MLE for One Parameter

Stat 203 Lecture 16

Dr. Janssen

The Idea of Likelihood

Example: quilpie

Question

What is the unknown parameter in the quilpie data?

The probability function of \(y\) is

\[ \mathcal{P}(y; \mu) = \mu^y (1-\mu)^{1-y}. \]

for \(y = 0\) or \(y = 1\).

In R (first draft)

library(GLMsData); data(quilpie); names(quilpie)
mu <- c(0.2, 0.4, 0.5, 0.6, 0.8) # Candidate values to test
ll <- rep(0, 5)   # A place-holder for the log-likelihood values
for (i in 1:5)
   ll[i] <- sum( dbinom(quilpie$y, size=1, prob=mu[i], log=TRUE))
data.frame(Mu=mu, LogLikelihood=ll)

In R (first draft)

library(GLMsData); data(quilpie); names(quilpie)
[1] "Year"   "Rain"   "SOI"    "Phase"  "Exceed" "y"     
mu <- c(0.2, 0.4, 0.5, 0.6, 0.8) # Candidate values to test
ll <- rep(0, 5)   # A place-holder for the log-likelihood values
for (i in 1:5)
   ll[i] <- sum( dbinom(quilpie$y, size=1, prob=mu[i], log=TRUE))
data.frame(Mu=mu, LogLikelihood=ll)
   Mu LogLikelihood
1 0.2     -63.69406
2 0.4     -48.92742
3 0.5     -47.13401
4 0.6     -48.11649
5 0.8     -60.92148

Score Equations

A Systematic Approach

When there is a single parameter \(\zeta\), the derivative of the log-likelihood function is called the score function, denoted

\[ U(\zeta) = d\ell / d\zeta, \]

and the equation to be solved for \(\hat\zeta\) is the score equation, \(U(\hat\zeta) = 0\).

Example: Bernoulli

The log-probability function of the Bernoulli distribution is

\[ \log \mathcal{P}(y; \mu) = y\log \mu + (1-y) \log(1-\mu). \]

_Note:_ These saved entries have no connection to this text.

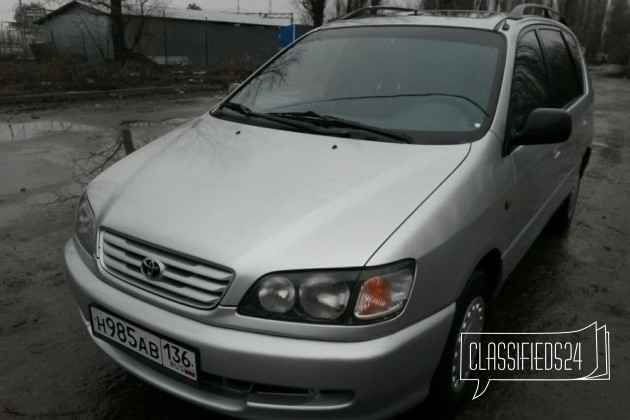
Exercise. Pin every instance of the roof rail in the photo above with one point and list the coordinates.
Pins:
(373, 10)
(519, 12)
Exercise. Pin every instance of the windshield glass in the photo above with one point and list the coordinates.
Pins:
(433, 84)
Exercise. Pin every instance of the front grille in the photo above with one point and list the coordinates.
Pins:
(184, 280)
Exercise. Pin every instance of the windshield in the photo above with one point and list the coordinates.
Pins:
(432, 84)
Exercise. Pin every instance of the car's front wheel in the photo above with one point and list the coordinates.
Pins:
(449, 387)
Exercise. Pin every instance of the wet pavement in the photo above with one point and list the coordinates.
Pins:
(49, 368)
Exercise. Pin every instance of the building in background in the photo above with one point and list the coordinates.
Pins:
(82, 33)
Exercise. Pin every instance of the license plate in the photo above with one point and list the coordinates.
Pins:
(162, 351)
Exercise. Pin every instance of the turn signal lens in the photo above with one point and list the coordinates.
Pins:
(375, 297)
(383, 295)
(85, 225)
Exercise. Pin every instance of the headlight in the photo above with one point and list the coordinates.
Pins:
(85, 225)
(345, 296)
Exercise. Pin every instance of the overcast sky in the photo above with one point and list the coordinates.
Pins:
(279, 6)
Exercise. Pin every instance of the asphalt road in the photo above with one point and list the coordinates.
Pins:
(49, 368)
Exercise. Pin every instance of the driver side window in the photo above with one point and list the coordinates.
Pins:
(529, 83)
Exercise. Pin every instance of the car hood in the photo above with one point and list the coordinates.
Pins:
(258, 200)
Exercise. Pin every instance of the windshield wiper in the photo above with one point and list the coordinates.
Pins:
(408, 95)
(331, 121)
(249, 113)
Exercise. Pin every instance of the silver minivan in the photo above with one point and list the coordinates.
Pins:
(314, 246)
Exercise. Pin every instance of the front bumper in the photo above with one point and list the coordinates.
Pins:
(253, 375)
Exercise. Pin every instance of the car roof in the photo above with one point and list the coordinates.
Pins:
(445, 18)
(485, 22)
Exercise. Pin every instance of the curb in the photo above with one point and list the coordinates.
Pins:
(99, 94)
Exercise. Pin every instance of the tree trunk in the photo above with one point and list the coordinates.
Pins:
(118, 31)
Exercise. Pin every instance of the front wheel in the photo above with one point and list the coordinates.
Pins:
(448, 388)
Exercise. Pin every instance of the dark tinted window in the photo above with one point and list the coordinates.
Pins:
(564, 79)
(574, 49)
(529, 85)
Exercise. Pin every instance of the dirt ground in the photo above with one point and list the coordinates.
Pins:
(49, 367)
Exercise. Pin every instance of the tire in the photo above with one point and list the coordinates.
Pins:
(447, 390)
(561, 220)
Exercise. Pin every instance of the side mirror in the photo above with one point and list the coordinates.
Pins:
(545, 126)
(233, 87)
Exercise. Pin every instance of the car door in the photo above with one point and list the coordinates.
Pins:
(535, 174)
(566, 92)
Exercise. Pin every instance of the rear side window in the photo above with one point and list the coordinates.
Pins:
(529, 84)
(565, 82)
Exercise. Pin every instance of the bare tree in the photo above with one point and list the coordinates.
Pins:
(312, 10)
(121, 12)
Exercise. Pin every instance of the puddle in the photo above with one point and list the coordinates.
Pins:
(13, 131)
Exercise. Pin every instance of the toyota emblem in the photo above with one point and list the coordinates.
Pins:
(152, 268)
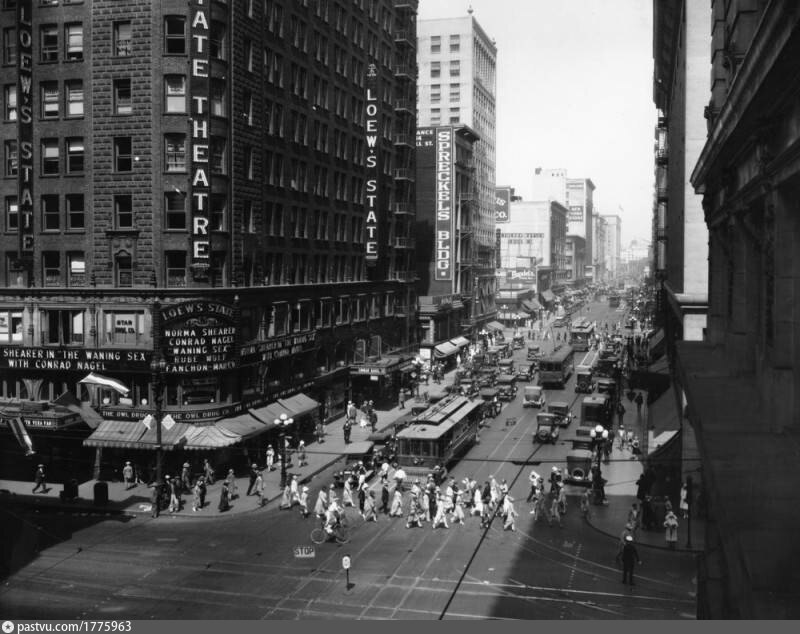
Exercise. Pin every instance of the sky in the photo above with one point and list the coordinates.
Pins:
(574, 91)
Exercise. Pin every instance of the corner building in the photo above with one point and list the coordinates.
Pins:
(209, 208)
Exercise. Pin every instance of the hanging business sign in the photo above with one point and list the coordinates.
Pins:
(502, 204)
(372, 126)
(25, 131)
(444, 204)
(199, 65)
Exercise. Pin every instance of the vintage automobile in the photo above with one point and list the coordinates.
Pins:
(487, 377)
(506, 366)
(525, 372)
(547, 428)
(561, 409)
(579, 467)
(506, 385)
(533, 396)
(584, 380)
(359, 458)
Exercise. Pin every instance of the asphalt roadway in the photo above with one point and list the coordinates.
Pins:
(248, 566)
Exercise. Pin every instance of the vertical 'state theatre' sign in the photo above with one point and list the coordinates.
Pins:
(25, 129)
(444, 203)
(199, 90)
(371, 197)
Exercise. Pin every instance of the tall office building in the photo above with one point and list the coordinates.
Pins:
(208, 213)
(457, 87)
(613, 245)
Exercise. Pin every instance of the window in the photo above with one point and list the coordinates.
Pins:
(10, 326)
(123, 211)
(123, 272)
(217, 158)
(51, 215)
(9, 46)
(123, 45)
(175, 210)
(10, 102)
(49, 99)
(175, 93)
(219, 206)
(216, 40)
(50, 159)
(73, 94)
(62, 327)
(48, 42)
(123, 103)
(124, 326)
(175, 35)
(12, 214)
(51, 268)
(218, 89)
(123, 160)
(176, 268)
(73, 36)
(10, 158)
(175, 152)
(75, 211)
(77, 269)
(75, 158)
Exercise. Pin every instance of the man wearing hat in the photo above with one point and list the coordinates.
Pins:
(253, 478)
(39, 479)
(127, 476)
(629, 557)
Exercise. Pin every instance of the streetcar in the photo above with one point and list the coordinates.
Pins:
(439, 438)
(557, 367)
(581, 334)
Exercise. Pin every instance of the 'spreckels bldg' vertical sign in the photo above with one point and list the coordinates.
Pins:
(444, 204)
(372, 123)
(199, 89)
(25, 132)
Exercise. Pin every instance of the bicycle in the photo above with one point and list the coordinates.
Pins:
(341, 534)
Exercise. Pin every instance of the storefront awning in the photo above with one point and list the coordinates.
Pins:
(445, 349)
(134, 435)
(531, 305)
(299, 405)
(104, 381)
(460, 342)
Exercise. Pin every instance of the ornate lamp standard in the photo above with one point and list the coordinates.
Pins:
(157, 367)
(283, 422)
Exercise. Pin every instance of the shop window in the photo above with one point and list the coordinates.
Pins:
(10, 326)
(62, 327)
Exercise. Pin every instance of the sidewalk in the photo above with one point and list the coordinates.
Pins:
(621, 474)
(137, 499)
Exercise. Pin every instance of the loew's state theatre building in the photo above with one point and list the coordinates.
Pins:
(208, 210)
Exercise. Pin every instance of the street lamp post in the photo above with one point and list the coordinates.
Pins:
(283, 422)
(157, 366)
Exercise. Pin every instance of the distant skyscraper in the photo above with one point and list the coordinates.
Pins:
(457, 85)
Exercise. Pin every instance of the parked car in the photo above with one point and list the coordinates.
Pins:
(547, 428)
(563, 411)
(533, 396)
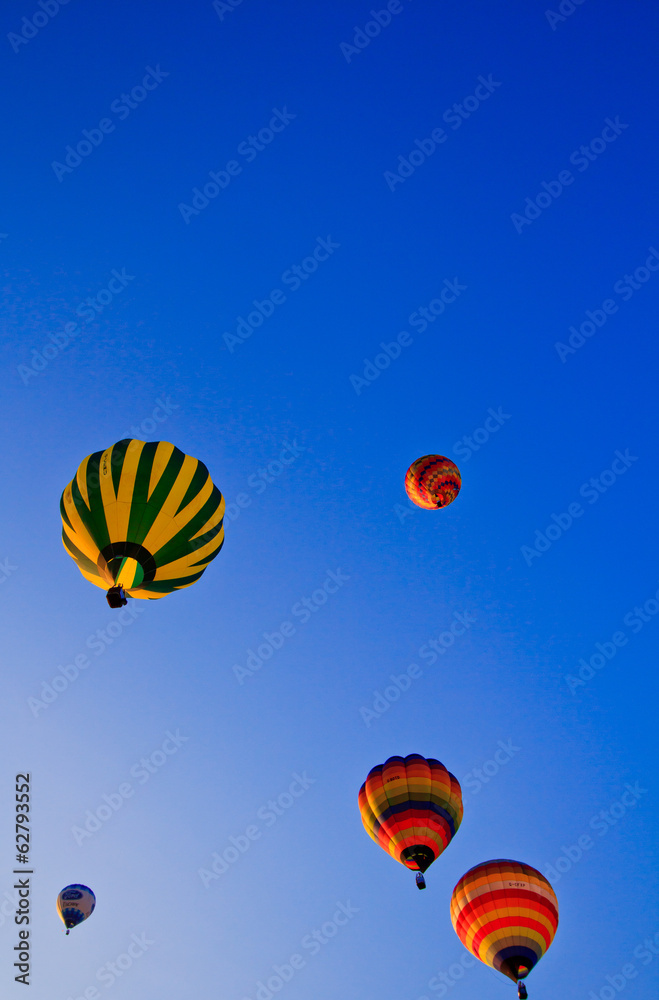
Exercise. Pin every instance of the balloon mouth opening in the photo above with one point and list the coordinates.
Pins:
(115, 597)
(419, 857)
(127, 565)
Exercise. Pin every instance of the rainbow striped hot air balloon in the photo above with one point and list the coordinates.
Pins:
(142, 520)
(506, 914)
(412, 808)
(433, 481)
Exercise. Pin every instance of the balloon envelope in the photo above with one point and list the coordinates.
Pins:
(74, 904)
(506, 914)
(433, 481)
(144, 517)
(412, 808)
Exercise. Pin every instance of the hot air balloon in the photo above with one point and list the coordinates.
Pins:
(506, 914)
(142, 520)
(412, 808)
(433, 481)
(74, 904)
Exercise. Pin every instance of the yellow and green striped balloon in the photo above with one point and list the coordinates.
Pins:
(143, 517)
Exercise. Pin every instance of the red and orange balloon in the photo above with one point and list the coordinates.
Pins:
(412, 808)
(506, 914)
(433, 481)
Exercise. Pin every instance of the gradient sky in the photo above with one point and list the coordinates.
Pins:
(166, 344)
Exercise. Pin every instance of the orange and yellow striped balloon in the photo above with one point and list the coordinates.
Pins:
(412, 808)
(433, 481)
(506, 914)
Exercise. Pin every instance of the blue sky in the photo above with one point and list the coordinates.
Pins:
(482, 212)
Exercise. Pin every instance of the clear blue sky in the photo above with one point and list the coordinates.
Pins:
(169, 286)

muhat <- mean(quilpie$y); muhat
[1] 0.5147059

Information: Observed and Expected

Second Derivative: Observed Information

Write \(\mathcal{J}(\zeta)\) for minus the second derivative of the log-likelihood with respect to \(\zeta\):

\[ \mathcal{J}(\zeta) = - \frac{d^2 \ell(\zeta; y)}{d\zeta^2} = - \frac{d U(\zeta)}{d\zeta}. \]

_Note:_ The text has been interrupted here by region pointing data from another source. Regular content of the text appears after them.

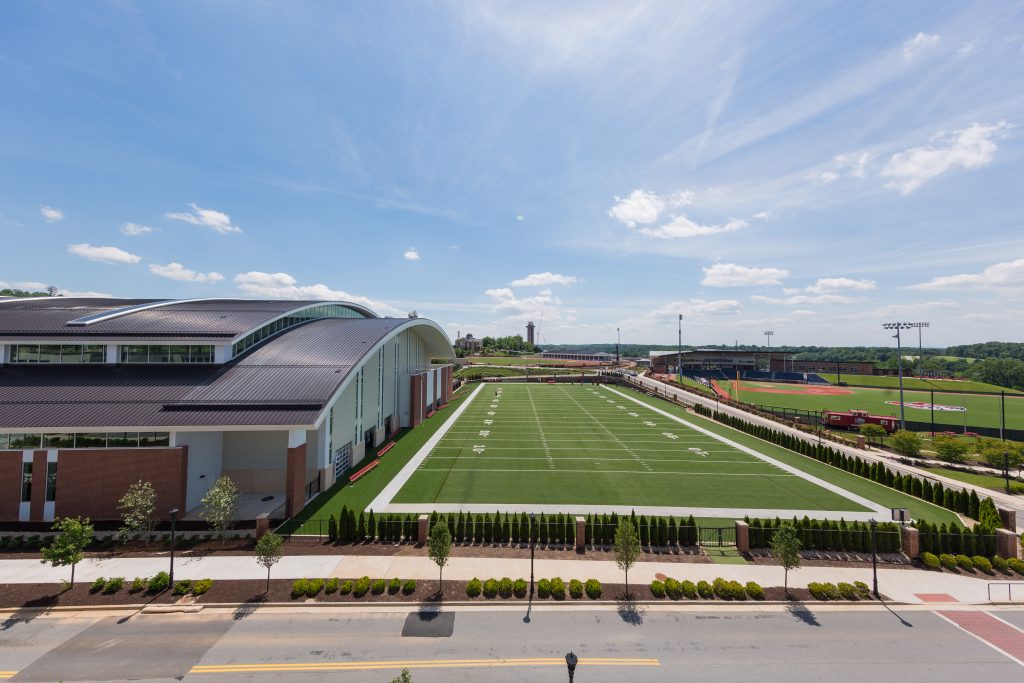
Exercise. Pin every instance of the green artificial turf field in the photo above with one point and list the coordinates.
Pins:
(583, 444)
(982, 411)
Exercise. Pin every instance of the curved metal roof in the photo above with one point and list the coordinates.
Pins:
(289, 380)
(58, 317)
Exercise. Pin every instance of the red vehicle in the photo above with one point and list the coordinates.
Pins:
(853, 420)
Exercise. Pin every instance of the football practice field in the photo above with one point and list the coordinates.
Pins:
(572, 447)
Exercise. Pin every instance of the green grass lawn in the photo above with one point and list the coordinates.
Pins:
(953, 386)
(982, 411)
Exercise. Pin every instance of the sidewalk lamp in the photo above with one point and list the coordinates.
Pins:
(174, 516)
(875, 558)
(570, 662)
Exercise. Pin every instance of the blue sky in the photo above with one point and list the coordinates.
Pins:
(814, 169)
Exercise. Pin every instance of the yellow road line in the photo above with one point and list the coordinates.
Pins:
(416, 664)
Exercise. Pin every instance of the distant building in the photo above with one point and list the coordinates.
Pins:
(469, 343)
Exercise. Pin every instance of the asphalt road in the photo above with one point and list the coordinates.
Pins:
(625, 645)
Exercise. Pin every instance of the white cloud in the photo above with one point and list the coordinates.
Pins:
(1008, 273)
(643, 207)
(543, 280)
(919, 43)
(134, 229)
(102, 254)
(51, 215)
(829, 285)
(215, 220)
(970, 148)
(283, 286)
(177, 271)
(730, 274)
(680, 227)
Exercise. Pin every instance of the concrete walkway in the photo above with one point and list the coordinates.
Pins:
(900, 585)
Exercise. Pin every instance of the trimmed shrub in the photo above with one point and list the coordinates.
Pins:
(948, 561)
(159, 582)
(114, 585)
(964, 562)
(755, 591)
(981, 564)
(360, 587)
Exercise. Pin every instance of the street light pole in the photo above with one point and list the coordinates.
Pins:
(174, 515)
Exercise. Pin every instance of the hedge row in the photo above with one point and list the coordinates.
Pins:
(824, 535)
(963, 502)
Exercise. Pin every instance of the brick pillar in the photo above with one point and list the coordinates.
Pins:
(742, 537)
(262, 524)
(1007, 543)
(910, 541)
(422, 523)
(295, 475)
(1009, 518)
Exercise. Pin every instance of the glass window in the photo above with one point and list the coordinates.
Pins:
(51, 482)
(93, 353)
(26, 482)
(90, 440)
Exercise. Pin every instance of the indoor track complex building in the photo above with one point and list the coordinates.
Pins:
(284, 396)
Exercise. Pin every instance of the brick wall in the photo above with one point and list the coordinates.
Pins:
(91, 481)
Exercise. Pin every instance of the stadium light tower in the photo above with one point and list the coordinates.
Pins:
(899, 360)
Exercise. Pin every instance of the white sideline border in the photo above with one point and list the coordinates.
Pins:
(870, 505)
(394, 485)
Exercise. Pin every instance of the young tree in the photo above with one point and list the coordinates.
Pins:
(439, 548)
(268, 552)
(627, 548)
(220, 505)
(74, 534)
(785, 549)
(138, 511)
(906, 442)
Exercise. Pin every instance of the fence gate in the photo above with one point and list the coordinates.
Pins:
(717, 537)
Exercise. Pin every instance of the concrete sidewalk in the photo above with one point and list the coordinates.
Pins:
(900, 585)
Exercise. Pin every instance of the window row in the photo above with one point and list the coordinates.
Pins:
(171, 353)
(57, 353)
(85, 440)
(282, 324)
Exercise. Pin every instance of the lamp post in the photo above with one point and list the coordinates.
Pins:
(875, 558)
(531, 554)
(174, 516)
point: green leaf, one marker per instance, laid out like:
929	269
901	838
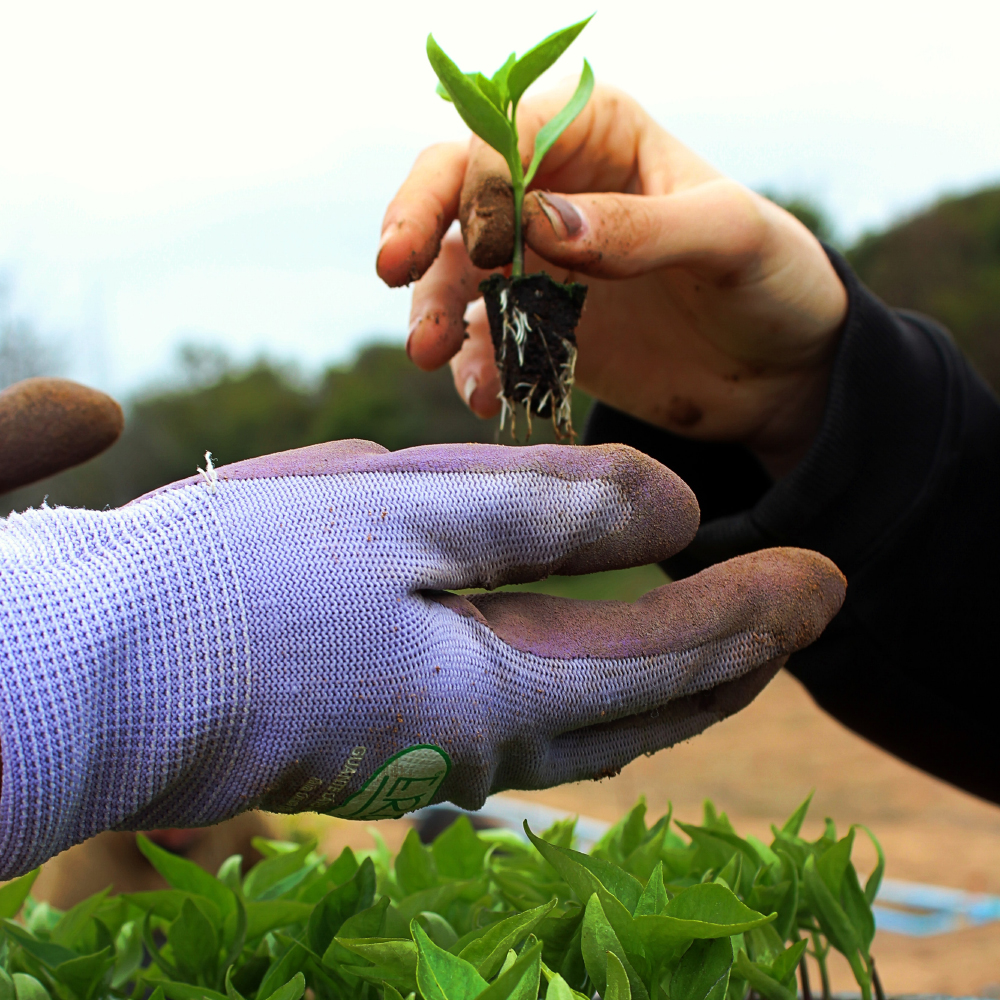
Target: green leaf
14	893
270	878
618	987
187	876
437	929
415	868
392	960
128	952
832	863
557	124
875	879
794	822
441	975
597	938
700	912
28	988
355	895
283	969
585	874
536	61
486	952
761	981
654	897
476	110
703	972
520	981
85	975
784	966
194	941
292	990
49	954
184	991
273	915
458	852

This is called the observed information.

Properties of Observed Information

  • \(\mathcal{J}(\zeta)\) must be positive near the MLE \(\hat\zeta\) (why?)
  • If \(\mathcal{J}\) is very large, then \(U\) is changing rapidly near the MLE (why?)

Thus, \(\mathcal{J}(\zeta)\) is a measure of the precision of the estimate \(\hat{\zeta}\); that is, \(\mathcal{J}(\zeta)\) measures how much information is available for estimating \(\zeta\).

Expected Information

The expected information is \(\mathcal{I}(\zeta) = E[\mathcal{J}(\zeta)]\). It measures the average information available for the parameter from the model and the specified parameter value.

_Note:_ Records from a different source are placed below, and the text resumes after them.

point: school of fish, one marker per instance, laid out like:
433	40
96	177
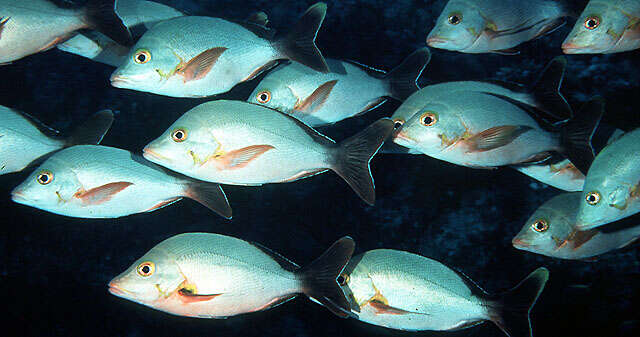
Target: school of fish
271	138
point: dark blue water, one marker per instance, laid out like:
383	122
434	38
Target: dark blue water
54	270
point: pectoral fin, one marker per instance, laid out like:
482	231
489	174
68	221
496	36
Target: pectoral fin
383	309
199	66
188	297
316	99
495	137
242	157
101	194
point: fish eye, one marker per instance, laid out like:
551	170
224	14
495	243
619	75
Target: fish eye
455	18
428	119
397	123
593	198
264	97
592	22
540	225
343	279
44	177
142	56
146	269
179	135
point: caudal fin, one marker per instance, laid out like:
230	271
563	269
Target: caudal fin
577	134
319	279
403	79
92	130
101	15
300	44
211	196
510	310
352	157
546	91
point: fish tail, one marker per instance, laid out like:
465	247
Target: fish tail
300	44
92	130
577	133
210	195
101	15
319	279
352	157
510	310
403	79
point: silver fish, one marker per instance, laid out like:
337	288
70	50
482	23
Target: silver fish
405	291
239	143
486	130
31	26
24	140
484	26
552	231
605	27
215	276
348	90
89	181
195	56
137	15
612	187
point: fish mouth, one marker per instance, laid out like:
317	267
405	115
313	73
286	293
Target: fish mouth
153	156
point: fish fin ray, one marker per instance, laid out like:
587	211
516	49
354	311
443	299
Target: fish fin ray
199	66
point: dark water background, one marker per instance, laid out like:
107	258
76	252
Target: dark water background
54	270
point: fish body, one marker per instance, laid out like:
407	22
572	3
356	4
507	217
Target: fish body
405	291
605	27
552	231
23	140
88	181
485	26
215	276
137	15
31	26
195	56
346	91
240	143
612	186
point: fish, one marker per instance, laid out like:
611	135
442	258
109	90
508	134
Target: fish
492	26
612	187
486	130
404	291
209	275
348	90
551	231
605	27
19	38
24	140
137	15
239	143
92	181
197	56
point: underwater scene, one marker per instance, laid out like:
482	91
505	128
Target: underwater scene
303	168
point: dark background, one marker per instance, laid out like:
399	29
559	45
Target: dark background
54	270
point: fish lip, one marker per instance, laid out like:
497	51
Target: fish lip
153	156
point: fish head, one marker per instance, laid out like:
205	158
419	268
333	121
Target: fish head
151	279
275	95
599	30
432	129
605	200
50	187
458	27
184	147
548	230
148	67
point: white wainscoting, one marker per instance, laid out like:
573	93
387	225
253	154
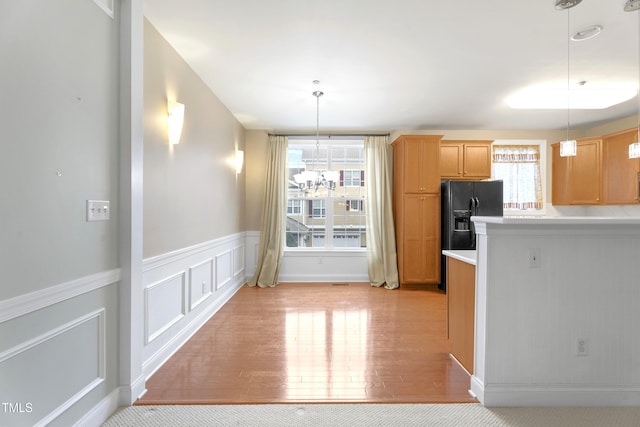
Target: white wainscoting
55	352
324	266
184	288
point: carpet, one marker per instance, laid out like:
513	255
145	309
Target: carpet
361	415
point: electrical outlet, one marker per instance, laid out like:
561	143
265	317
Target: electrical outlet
582	347
98	210
534	257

For models we consider this semester, expected information will be easier to evaluate.

Example: Bernoulli

We see

\[ \frac{d^2 \ell(\mu; y )}{d\mu^2} = \frac{d U(\mu)}{d\mu} = \frac{-\mu (1-\mu) - (y-\mu)(1-2\mu)}{\mu^2(1-\mu)^2}. \]

Standard Errors of Parameters

Variance

Exercise. \(\mathcal{I}(\zeta) = E[U(\zeta)] = \text{var}[U(\zeta)]\).

A Taylor series expansion of the log-likelihood around \(\zeta = \hat\zeta\) shows that

\[ \text{var}[\hat\zeta] \approx 1/\mathcal{I}(\zeta). \]